Geschrieben hat diese Erklärung die Volksschülerin Frida. Im Audio-Guide des Museums hörst du diesen – und weitere Texte – gesprochen von der 13-jährigen Filmschauspielerin Zita Gaier. Vielleicht hast du sie schon im Kino im Film „Maikäfer flieg“ gesehen? In dem spielt sie die ganz junge Christine Nöstlinger. Die bekannte Kinderbuchautorin hat mit diesem Roman ihre Erlebnisse in den letzten Tagen des zweiten Weltkrieges beschrieben. Vor drei Jahren kam die Verfilmung dieses Romans – noch zu Lebzeiten der bekannten Autorin – ins Kino.
Frida und Kolleginnen und Kollegen aus den damals dritten Klassen der Volksschule Stiftgasse waren im vorigen Schuljahr vom MuMoK eingeladen worden, sich einige Bilder und Objekte einer damals noch bevorstehenden Ausstellung auszusuchen. „Alfred Schmeller. Das Museum als Unruheherd“
Museums-Öffnung
Herr Schmeller war vor 50 Jahren Direktor des Vorläufers des heutigen MuMoK. Er sammelte Bilder und Objekte, aber vor allem wollte er Kunst nicht nur ausstellen, sondern an möglichst viele Menschen vermitteln, auch an Gruppen, die vielleicht nicht so von vornherein ins Museum gekommen wären. „Das Museum sollte ein „Unruheherd“ sein, in dem viele Themen zur Sprache kommen. Das Haus öffnete er in vielfacher Hinsicht: Er lud die Wiener Festwochen ein, im heutigen mumok das Avantgardefestival Arena zu veranstalten und war bestrebt, die Jugend mit Malaktionen und anderen Veranstaltungen ins Haus zu holen“, heißt es dazu auf der Homepage des MuMok.

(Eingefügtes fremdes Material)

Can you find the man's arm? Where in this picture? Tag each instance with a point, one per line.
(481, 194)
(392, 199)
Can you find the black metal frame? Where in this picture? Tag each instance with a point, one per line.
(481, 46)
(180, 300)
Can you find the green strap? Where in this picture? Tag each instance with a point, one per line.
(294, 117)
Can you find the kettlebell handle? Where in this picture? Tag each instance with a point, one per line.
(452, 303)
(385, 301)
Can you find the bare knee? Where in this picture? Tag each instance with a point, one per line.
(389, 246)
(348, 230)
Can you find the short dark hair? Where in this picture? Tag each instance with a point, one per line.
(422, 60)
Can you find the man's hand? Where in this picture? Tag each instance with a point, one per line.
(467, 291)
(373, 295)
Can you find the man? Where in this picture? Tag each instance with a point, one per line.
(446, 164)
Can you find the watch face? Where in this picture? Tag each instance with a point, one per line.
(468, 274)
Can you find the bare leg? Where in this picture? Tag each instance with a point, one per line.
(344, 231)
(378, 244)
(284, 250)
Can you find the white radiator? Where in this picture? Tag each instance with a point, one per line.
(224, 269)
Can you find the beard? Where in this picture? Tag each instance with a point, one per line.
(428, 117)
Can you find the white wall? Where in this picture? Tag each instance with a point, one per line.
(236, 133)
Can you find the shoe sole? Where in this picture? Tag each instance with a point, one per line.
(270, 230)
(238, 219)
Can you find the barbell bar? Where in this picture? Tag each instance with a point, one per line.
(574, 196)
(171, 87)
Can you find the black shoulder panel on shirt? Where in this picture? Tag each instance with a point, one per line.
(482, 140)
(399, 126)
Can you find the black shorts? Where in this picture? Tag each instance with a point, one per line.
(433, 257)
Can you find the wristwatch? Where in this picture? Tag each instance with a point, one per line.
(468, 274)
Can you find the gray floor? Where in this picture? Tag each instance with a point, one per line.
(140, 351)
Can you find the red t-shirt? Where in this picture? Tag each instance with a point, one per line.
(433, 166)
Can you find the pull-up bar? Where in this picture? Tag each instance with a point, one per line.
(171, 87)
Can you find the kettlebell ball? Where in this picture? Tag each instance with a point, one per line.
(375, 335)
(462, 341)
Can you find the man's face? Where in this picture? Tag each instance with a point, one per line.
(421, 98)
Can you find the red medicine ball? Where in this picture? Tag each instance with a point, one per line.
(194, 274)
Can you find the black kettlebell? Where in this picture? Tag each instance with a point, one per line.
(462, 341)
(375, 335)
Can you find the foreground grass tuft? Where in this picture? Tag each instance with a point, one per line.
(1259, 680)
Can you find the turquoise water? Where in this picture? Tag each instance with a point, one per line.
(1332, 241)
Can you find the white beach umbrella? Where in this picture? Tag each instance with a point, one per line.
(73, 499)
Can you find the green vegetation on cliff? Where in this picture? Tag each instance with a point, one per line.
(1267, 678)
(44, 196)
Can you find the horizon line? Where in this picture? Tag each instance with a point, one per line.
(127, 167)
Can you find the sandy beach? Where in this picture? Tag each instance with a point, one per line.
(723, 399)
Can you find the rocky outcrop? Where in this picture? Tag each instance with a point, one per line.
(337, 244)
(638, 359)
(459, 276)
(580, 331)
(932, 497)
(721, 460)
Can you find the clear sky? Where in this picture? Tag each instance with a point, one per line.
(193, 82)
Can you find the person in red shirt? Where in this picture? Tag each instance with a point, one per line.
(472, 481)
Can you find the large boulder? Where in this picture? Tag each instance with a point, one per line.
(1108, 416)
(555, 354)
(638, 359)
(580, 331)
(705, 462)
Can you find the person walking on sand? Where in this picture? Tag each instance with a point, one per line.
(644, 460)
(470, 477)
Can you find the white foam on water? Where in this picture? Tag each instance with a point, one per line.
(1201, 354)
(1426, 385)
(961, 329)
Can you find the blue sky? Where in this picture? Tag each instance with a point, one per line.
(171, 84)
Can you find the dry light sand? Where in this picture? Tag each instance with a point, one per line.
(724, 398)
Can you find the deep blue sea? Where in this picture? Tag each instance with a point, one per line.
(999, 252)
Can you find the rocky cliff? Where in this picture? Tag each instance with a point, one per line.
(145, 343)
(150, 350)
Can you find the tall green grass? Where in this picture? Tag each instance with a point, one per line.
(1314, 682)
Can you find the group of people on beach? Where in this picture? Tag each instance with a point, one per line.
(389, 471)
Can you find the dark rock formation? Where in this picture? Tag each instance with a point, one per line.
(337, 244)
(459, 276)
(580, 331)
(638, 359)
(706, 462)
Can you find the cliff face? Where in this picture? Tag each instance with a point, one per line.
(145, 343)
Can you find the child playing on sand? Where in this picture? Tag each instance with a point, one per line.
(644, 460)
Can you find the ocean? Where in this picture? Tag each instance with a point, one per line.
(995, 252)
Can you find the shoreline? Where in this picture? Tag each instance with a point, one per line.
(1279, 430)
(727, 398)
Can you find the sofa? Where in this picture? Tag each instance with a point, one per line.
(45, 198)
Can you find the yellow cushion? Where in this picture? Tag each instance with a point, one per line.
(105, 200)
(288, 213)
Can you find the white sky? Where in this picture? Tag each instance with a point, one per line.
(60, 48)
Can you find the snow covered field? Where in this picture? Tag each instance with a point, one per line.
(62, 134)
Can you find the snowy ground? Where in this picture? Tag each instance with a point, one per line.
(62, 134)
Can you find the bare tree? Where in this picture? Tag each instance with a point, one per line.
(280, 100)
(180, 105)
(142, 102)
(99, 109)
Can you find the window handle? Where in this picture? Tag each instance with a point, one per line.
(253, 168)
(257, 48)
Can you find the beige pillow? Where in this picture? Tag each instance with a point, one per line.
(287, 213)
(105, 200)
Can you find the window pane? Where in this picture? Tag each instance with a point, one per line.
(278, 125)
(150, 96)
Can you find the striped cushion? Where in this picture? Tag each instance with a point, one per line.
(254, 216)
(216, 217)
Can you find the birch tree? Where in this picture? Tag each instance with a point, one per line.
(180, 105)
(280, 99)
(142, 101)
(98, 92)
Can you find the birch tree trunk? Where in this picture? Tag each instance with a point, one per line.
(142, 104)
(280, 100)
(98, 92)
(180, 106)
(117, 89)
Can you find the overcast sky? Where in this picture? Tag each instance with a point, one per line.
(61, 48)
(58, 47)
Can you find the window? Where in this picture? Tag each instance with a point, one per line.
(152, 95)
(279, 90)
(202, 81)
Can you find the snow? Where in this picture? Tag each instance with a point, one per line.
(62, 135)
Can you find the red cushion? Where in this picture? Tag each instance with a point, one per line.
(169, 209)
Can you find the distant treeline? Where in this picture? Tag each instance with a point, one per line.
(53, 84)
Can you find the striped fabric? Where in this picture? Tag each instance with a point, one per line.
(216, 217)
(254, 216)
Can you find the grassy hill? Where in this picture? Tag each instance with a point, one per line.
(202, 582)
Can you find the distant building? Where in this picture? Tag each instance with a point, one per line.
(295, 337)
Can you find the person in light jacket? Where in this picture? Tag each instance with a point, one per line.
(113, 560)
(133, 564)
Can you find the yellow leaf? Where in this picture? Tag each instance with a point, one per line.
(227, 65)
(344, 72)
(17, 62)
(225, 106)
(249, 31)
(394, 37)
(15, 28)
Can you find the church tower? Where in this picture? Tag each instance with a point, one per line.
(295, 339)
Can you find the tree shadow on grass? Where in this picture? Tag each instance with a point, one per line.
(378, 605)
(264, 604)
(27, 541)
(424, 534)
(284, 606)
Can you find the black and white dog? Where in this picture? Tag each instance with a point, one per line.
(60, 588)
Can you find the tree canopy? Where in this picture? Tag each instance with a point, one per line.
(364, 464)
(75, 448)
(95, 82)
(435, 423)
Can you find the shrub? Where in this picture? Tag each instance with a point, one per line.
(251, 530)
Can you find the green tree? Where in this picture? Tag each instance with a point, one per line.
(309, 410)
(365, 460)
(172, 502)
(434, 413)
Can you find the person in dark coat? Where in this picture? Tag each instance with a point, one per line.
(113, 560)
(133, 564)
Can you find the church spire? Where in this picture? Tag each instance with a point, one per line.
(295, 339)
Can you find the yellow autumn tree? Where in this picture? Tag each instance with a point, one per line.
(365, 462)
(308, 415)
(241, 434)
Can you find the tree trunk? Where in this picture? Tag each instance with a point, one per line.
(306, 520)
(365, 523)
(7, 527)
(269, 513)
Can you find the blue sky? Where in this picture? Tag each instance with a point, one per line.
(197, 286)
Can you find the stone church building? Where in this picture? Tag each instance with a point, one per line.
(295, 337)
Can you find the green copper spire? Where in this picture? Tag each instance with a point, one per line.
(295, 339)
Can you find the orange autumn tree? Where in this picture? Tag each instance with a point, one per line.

Genau deswegen wurden für diese Ausstellung Kinder eingeladen, aus ihrer Sicht Texte für einzelne Objekte zu verfassen. „Spannend, nicht zu schwierig und nicht vollgequatscht“ – so sollten Erklärungen zu Bildern oder Skulpturen in Museen sein. Das meinten Kinder zweier, nunmehr 4. Klassen, der Volksschule Stiftgasse (Wien) fast alle. So manche von ihnen sagten dies ins Mikrophon einer Redakteurin der Sendung „Rudi! Der rasende Radiohund“ (Montag bis Freitag, Ö1, 1.55 bis 16 Uhr, aber auch als Podcast-App).
Und genau ihre eigenen Anforderungen erfüllen sie mit den Texten, die nun auf dem Audio-Guide zu hören sind – über ein Tablet, das Besucher_innen bei der Kassa ausborgen können oder über die MuMoK-App auf dem eigenen Smartphone.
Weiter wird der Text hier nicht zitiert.